Delirium Tremens de Edgar Allan Poe é uma coletânea de histórias em quadrinhos que vai martelar pensamentos obscuros nas profundezas de sua mente, como pregos em um caixão. Enterre-se nas sombras para nunca mais levantar.
A essência de Poe
Juro que eu subestimei em parte a coletânea. A gente tem inúmeras adaptações de Poe seja em quadrinhos ou em literatura. O autor é tão influente que se tornou legendário. Seus contos ou são adaptados fielmente ou inspiram outras histórias. Mas, a proposta de Delirium Tremens, apesar de focada no famoso autor, difere um pouco de outras tentativas. A proposta não é apenas adaptar histórias do autor, mas qualquer coisa relacionada a ele: seus hábitos, suas manias, suas ideias. Então vamos ter uma variedade enorme de histórias que não se prendem necessariamente ao literário e avançam por outras ideias como Butim que se inspira no medo de ser enterrado vivo de Poe.
Vários roteiristas e artistas foram chamados para participar deste título e eu queria me focar em alguns contos. Até para de certa forma não dar muitos spoilers dos outros contos. O primeiro deles, por coincidência, é o primeiro: Smile Away. O roteiro de Dana Guedes consegue capturar muito bem toda a estranheza do conto Berenice. Nele somos apresentados ao jovem Eduardo que tem uma fascinação por dentes. Aliás, o roteiro de Dana começa com uma cena bizarra envolvendo um enterro, a família chorando e Dudu debruçado sobre o cadáver de sua mãe concentrado em seus dentes. A partir daí a história mistura imagens insólitas que parecem surgidas de algum delírio esquizofrênico e a realidade da vida do jovem menino. Dana conseguiu captar tão bem a estranheza que me dava nervoso de olhar as cenas.
A arte de Erick Pasqua caiu como uma luva para o roteiro da Dana. Seus quadros variam do bizarro até o belo e sensual. Tem um momento onde o protagonista conhece uma linda e sensual mulher. O artista consegue criar uma mulher estonteante em contraste com a bizarrice do personagem principal. As cenas também são bem construídas com uma quadrinização competente e fácil de entender e com cenários que dizem muito sobre o roteiro e as sensações vividas pelos personagens. Apesar de Dana ter situado a história em São Paulo, ela poderia ter acontecido em qualquer lugar. Não há marcos específicos do mesmo. Também gostei do design de personagens em que cada um deles é bem específico: o protagonista estranho, a família indiferente, a bela mulher.

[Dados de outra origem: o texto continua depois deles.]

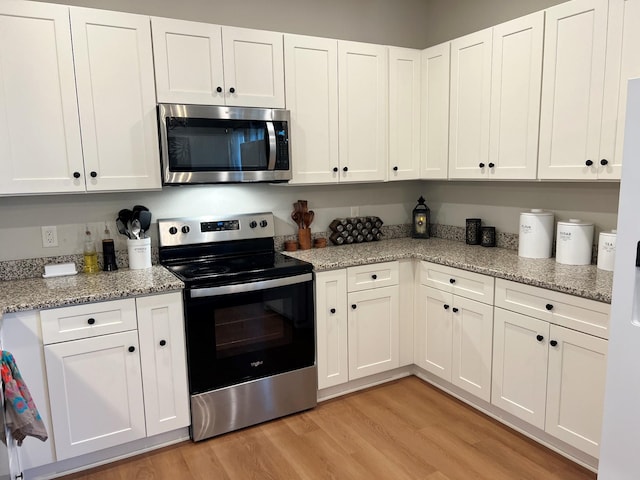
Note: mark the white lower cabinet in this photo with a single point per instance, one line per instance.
(108, 389)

Murder é uma grande história investigativa. É óbvio que me fez lembrar na hora de histórias de mistério (algo nas raias de Agatha Christie), mas com uma pegada de terror. Minto: consigo imaginar perfeitamente uma narrativa policial do Garth Ennis. Uma história de mistério, com uma narrativa insólita e personagens bizarros ao lado de uma crítica social pungente. Não conhecia esse lado do Alexey Dodsworth e curti bastante. A história se aproveita da mística por trás de O Corvo em um cenário de ficção científica. Nós temos a personagem principal que é uma policial investigando uma série de assassinatos que envolvem os membros de uma rede de pedofilia. As vítimas morrem de formas bizarras, arrancando suas faces e se atirando do alto de edifícios. O que parece suicídio começa a não se encaixar. E é nessa contradição que os assassinatos vão se misturar com a própria infância da protagonista.

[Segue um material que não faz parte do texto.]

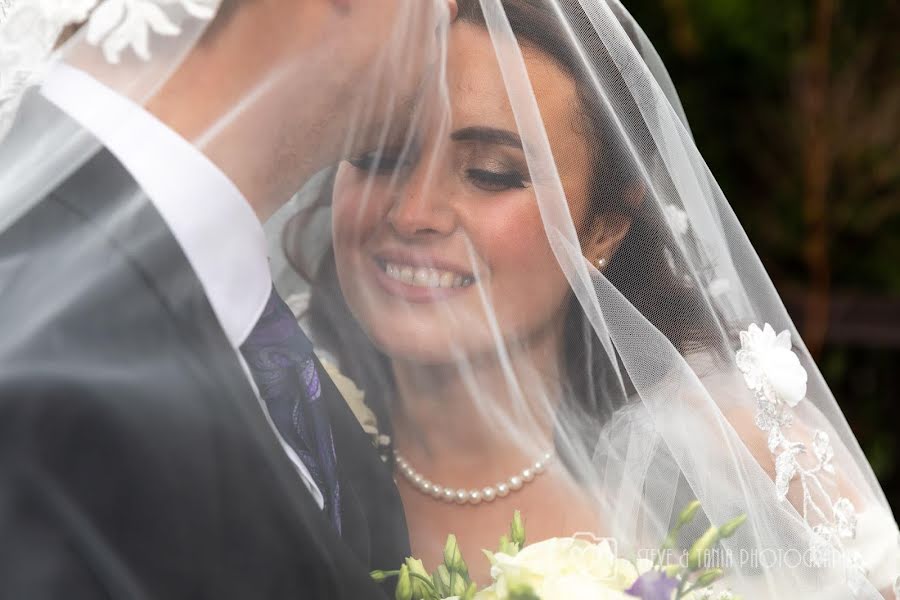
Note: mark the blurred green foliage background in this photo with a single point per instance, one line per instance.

Confesso que a arte de Flávio L. Maravilha não me agradou muito. Entendo toda a ideia do estranhamento e dos flashes de ficção científica/terror, mas as cenas me parecem mais confusas do que aterrorizantes. Às vezes eu me pegava precisando olhar durante alguns minutos para a cena para realmente entender o que estava acontecendo nela. Ele mescla momentos de estranheza com a investigação policial. As cenas gore são repletas de detalhes grotescos que, novamente, acabaram não funcionando para mim. Porém, eu gostei do design de personagens. Me fez lembrar o Steve Dillon em seu trabalho em Preacher. Os contornos corporais bem trabalhados nas cenas reais e a preocupação com as expressões faciais. Seja susto, ira, surpresa...

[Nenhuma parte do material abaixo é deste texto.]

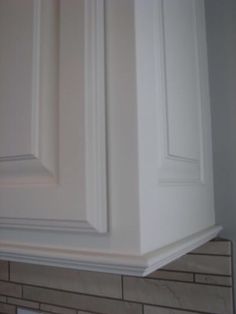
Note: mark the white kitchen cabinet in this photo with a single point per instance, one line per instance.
(105, 142)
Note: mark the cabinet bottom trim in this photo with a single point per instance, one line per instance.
(134, 265)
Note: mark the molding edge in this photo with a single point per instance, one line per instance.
(134, 265)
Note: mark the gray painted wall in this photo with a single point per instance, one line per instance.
(221, 33)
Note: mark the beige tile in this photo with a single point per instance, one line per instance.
(56, 309)
(3, 270)
(219, 265)
(23, 303)
(160, 310)
(3, 299)
(80, 302)
(7, 309)
(214, 280)
(188, 296)
(67, 279)
(172, 275)
(10, 289)
(215, 248)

E não tem como eu não falar de Butim, a última das adaptações de Delirium Tremens. A ideia de Raphael Fernandes é tratar do tema da narcolepsia e de ser enterrado vivo. Nesse sentido o Raphael foi muito feliz ao transmitir para os leitores toda a agonia de estar presente na sua própria autópsia e ver o seu corpo sendo revirado do avesso. Tem também a brincadeira de ser enterrado vivo que era um dos maiores medos de Poe. Podem ficar tranquilos que não dei spoiler de nada porque a história não é sobre isso. A narcolepsia é um instrumento para contar uma história de traição e crime. O protagonista é um velho rabugento cuja família não tem qualquer amor por ele, mas desejam o seu dinheiro como herança. Mas, o velho sempre manteve seu testamento em total segredo e ninguém sabe o que pode sair disso. O protagonista quer descobrir quem o matou. A forma como o autor escolhe fazer a narrativa é genial com ele apenas reagindo ao que as outras pessoas falam sobre ele. Esse é um daqueles roteiros que são quase impossíveis de serem adaptados se não forem uma combinação de arte e texto.
A arte de Tiago Palma é competente e consegue entregar aquilo que o Raphael havia imaginado. O artista se foca em representar bem as expressões dos personagens que cercam o nosso narrador. Isso porque se formos parar para pensar, os quadros são mais representações estáticas do que o protagonista está presenciando. As pessoas mudam e se movem ao seu redor, mas ele continua na mesma posição. É um eu-estático para um mundo em movimento. Tiago captou bem essa essência da história. A balonização também é importante porque é preciso diferenciar a fala do protagonista da fala dos outros personagens que estão vivos. Os cenários são comuns, mas o que chama a atenção é a variedade e os detalhes presentes nos desenhos. Gostei bastante e quero ver outros trabalhos do artista.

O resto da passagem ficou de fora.